場所ディレクティブを使用したURIの保護
mod_ossl
モジュールのSSLCipherSuite
ディレクティブは、強力なSSLパラメータをサポートするクライアントのみがURIにアクセスできるように、<Location>
ブロックで構成できます。これにより、再ネゴシエーションが強制され、新しい構成を満たすクライアントのみが許可されます。

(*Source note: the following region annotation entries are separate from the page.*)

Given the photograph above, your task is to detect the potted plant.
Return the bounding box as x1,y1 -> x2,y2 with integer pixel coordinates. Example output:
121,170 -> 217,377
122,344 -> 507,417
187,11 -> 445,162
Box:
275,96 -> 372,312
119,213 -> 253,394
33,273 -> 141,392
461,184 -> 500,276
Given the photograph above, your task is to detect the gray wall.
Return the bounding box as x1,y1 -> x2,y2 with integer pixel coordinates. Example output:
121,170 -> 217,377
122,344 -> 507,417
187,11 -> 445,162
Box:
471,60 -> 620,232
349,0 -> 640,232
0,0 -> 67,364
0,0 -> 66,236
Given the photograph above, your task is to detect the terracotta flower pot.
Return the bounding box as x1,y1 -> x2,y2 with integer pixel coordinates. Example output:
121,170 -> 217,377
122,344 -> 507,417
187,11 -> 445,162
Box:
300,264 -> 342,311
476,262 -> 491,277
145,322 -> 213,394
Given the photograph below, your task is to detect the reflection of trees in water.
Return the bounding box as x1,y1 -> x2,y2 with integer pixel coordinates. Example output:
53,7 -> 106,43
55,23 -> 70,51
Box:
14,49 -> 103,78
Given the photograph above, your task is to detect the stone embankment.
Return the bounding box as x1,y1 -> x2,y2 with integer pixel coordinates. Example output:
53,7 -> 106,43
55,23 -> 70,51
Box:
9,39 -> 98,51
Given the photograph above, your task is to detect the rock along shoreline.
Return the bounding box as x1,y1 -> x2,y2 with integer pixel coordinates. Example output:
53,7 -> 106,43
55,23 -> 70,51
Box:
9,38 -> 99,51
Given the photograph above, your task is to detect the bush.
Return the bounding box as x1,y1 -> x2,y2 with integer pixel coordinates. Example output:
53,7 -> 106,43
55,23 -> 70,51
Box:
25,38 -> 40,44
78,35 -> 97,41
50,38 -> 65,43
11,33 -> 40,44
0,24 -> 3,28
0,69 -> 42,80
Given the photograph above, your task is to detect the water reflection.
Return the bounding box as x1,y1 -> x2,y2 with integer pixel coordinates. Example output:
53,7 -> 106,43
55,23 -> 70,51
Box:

次に、URIを保護するように場所ディレクティブを構成する例を示します:
# be liberal in general -
SSLCipherSuite ALL
<Location "/strong/area">
# but https://hostname/strong/area/ and below requires strong ciphersuites
SSLCipherSuite HIGH
</Location>
Oracle HTTP Serverでの完全な前方秘匿性の有効化
完全な前方秘匿性(PFS)は、サーバーの秘密キーが損なわれた場合でもセッション・キーが損なわれないことを保証する特定のキー・アグリーメント・プロトコルの機能です。
Oracle HTTP Serverのすぐに利用可能な構成では、完全な前方秘匿性の機能が明示的に有効化されていません。PFSを有効化するには、Oracle HTTP Serverで次の構成の変更を行います:
- SSLProtocolディレクティブを使用して、OHSサーバーのTLS1.2プロトコルを構成します。『Oracle Fusion Middleware Oracle HTTP Serverの管理』のSSLProtocolディレクティブに関する項を参照してください。
- SSLHonorCipherOrderを
ON
に設定して、サーバー暗号スイートの順序を強制します。『Oracle HTTP Serverの管理』のSSLHonorCipherOrderディレクティブに関する項を参照してください。 - Oracle HTTP ServerウォレットでECC証明書を使用します。『Oracle Fusion Middlewareの管理』のorapkiを使用したECC証明書のOracleウォレットへの追加に関する項を参照してください。
- OHSでECDHE_ECDSA暗号スイートを構成します。サポートされているECDHE_ECDSA暗号スイートのリストは、『Oracle HTTP Serverの管理』のSSLCipherSuiteディレクティブに関する項を参照してください。